Mixture-of-Attention

Our key observation is that, existing personalization methods often need to trade-off between "prior preservation" for better prompt consistency and "personalization finetuning" for idenity fidelity. We augment the attention layer using an architecture inspired by the Mixture-of-Expert (MoE) where a router is introduced to distribute tasks among different experts. In our case, we keep a "prior expert" frozen during finetuning to preserve the prior, and finetune a personalized expert.

Fig2.

This MoA is scattered across all attention layers in a pretrained U-Net, and finetuned on a small dataset (FFHQ). In the paper, we also disucss how the router is trained, and propose a regularization term that encourages the personalization branch to minimally affect the overall image.

Fig3.

When we visualize the router predictions of MoA, we can see that the routers put the background pixels to the prior branch, and most of the foreground pixels to the personalization branch. This behavior explains why MoA can achieve disentangled subject-context control. The detailed behavior of the router differs across layers and timesteps. This allows the personalization branch to focus on different regions within the subject (i.e. the face, the body, and so on) at different timesteps.

Fig3.

Novel Capabilities

Identity Swap (Face and Body)

MoA is able to handle different body shapes.

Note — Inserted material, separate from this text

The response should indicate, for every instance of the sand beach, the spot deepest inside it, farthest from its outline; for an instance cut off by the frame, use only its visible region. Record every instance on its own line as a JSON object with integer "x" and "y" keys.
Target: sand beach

Notice in the Yokozuna (3rd row) results, he blocks the background completely, while the Dalle-3 generated man (last row), we can see through the gap between his arm and body.

Teaser.

Consistent Character Storytelling

MoA enables storytelling with consistent character! 🤖 With the increase in AIGC characters, creating a story with consistent character across frames remains challenging. With MoA, this is simple and we can also easily combine characters to enrich the story!

Teaser.

More Results

MoA preserves the context from the prior (top row) and is able to seamlessly handle occlusions (e.g. 🧋 and 🌹).

In the case of multiple subjects, MoA is not only able to preserve the background, object, but also their interaction (e.g. 🤝 and 📕).

MoA enables diverse multi-subject driven generation (i.e. layout, background, interaction) all throught simple text prompts.